Survey Measures of Inflation Expectations
According to the latest figures, the monthly CPI inflation rate decelerated in May, continuing its recent trend after a short-lived spike in early 2012 caused mainly by oil prices. The year-over-year change in the CPI was 1.7 percent at the end of May, which represents the continuation of a steady decline that began last September when the rate was 3.9 percent. The monthly (annualized) rate even came in negative at −3.4 percent. By comparison, it was 5 percent in February.
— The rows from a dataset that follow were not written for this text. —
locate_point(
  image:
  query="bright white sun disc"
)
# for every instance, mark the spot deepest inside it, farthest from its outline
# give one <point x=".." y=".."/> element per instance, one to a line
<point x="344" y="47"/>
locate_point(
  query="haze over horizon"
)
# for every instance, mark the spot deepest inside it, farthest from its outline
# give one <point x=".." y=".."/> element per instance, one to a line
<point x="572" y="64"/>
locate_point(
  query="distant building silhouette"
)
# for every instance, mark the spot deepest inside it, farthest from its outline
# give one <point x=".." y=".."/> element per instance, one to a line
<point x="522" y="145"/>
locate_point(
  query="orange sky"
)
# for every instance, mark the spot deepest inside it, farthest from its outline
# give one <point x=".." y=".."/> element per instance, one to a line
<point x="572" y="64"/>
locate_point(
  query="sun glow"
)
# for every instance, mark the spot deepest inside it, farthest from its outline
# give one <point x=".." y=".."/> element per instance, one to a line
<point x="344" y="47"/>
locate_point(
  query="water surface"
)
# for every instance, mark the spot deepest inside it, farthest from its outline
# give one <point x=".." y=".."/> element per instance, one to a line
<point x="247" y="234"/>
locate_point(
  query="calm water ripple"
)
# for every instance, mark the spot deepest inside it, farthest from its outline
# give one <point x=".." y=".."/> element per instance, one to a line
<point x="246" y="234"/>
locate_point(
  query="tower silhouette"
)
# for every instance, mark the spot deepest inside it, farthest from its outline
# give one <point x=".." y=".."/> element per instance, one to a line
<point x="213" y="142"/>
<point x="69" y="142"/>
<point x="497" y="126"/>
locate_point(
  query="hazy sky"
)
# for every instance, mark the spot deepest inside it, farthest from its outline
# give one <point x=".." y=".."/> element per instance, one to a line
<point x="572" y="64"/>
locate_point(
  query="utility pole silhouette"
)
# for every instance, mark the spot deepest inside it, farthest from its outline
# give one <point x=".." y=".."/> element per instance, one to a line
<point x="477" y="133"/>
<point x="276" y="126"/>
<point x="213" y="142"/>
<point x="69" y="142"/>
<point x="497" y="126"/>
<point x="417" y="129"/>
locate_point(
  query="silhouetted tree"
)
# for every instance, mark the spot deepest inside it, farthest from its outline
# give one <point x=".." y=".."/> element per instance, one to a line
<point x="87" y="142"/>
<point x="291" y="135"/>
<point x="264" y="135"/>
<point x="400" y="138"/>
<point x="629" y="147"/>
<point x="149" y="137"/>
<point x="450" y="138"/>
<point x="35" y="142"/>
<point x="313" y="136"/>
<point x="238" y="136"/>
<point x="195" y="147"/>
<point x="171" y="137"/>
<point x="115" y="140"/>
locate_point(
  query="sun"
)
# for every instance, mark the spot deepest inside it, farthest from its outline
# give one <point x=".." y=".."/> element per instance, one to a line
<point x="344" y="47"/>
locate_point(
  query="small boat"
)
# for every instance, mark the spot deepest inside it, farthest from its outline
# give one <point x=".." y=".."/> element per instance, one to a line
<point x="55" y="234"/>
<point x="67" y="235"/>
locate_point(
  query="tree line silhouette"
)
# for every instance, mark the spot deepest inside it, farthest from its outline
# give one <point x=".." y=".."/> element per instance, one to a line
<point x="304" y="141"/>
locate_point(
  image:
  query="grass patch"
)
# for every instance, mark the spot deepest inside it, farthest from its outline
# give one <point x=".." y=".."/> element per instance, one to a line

Both the year-over-year and month-to-month figures largely reflect the effect of energy prices, which make the CPI relatively volatile. On the other hand, the inflation rate for all items excluding food and energy, the so-called core inflation rate, increased 2.4 percent in annualized terms in May. The annual change in that measure has hovered between 2.2 percent and 2.3 percent in the last six months. So, while CPI inflation has fallen since early spring, core inflation has been stable.
The inflation question on everyone’s mind is whether the recent pace of inflation will continue in the short and long term. To gauge what households and professional forecasters think about that, we look at two surveys: the University of Michigan’s Survey of Consumer Attitudes and Behavior (UM expectations) and the Philadelphia Fed’s Survey of Professional Forecasters (SPF expectations). The University of Michigan survey is conducted monthly, while the SPF is quarterly. The most recent UM survey was in June, and the most recent SPF was in May. The University of Michigan does not specify a particular basket for its questions on inflation expectations, whereas professional forecasters are asked their opinions on the CPI and the core CPI.
The one-year inflation expectations of households spiked in March, reaching 3.9 percent, most probably due to higher energy costs in the early spring. Recently, households’ inflation expectations and energy prices have been closely linked. Their expectations eased in recent months, falling to 3.0 percent in June, following the decline in gas prices. Professional forecasters, on the other hand, slightly raised their 1-year expectations for both the CPI and the core CPI in the last survey, though they are currently at 2.2 percent and 2 percent, respectively.
The SPF also asks respondents to assign probabilities to particular ranges for the end of the current year’s and the next year’s annual core CPI inflation rate. Over time, the respondents have shifted their opinions about the range they deem most likely for the core CPI at the end of 2012. Currently, the average probability they assign for the 2.0-2.5 percent range is over 40 percent, about 13 percent higher than the second-most likely range of 1.5-1.9 percent. As for the annual core CPI at the end of 2013, they think that the same 2.0-2.5 percent range is the most likely outcome, with an average probability of 31 percent. These probabilities show that, although there has been an increase in core CPI expectations, the increase is consistent with where the core CPI stands now, at slightly over 2.0 percent.
Finally, we look at long-term inflation expectations from both surveys. Long-term expectations have been more stable than short-term expectations. Households’ long-term expectations hovered between 2.7 percent and 3 percent in 2012, while currently they are at 2.9 percent. The SPF 5- and 10-year ahead inflation expectations are even more stable and are currently at 2.4 percent and 2.5 percent, respectively. Both surveys show firm anchoring of long-term expectations and reflect no fear of high inflation or deflation in the long term.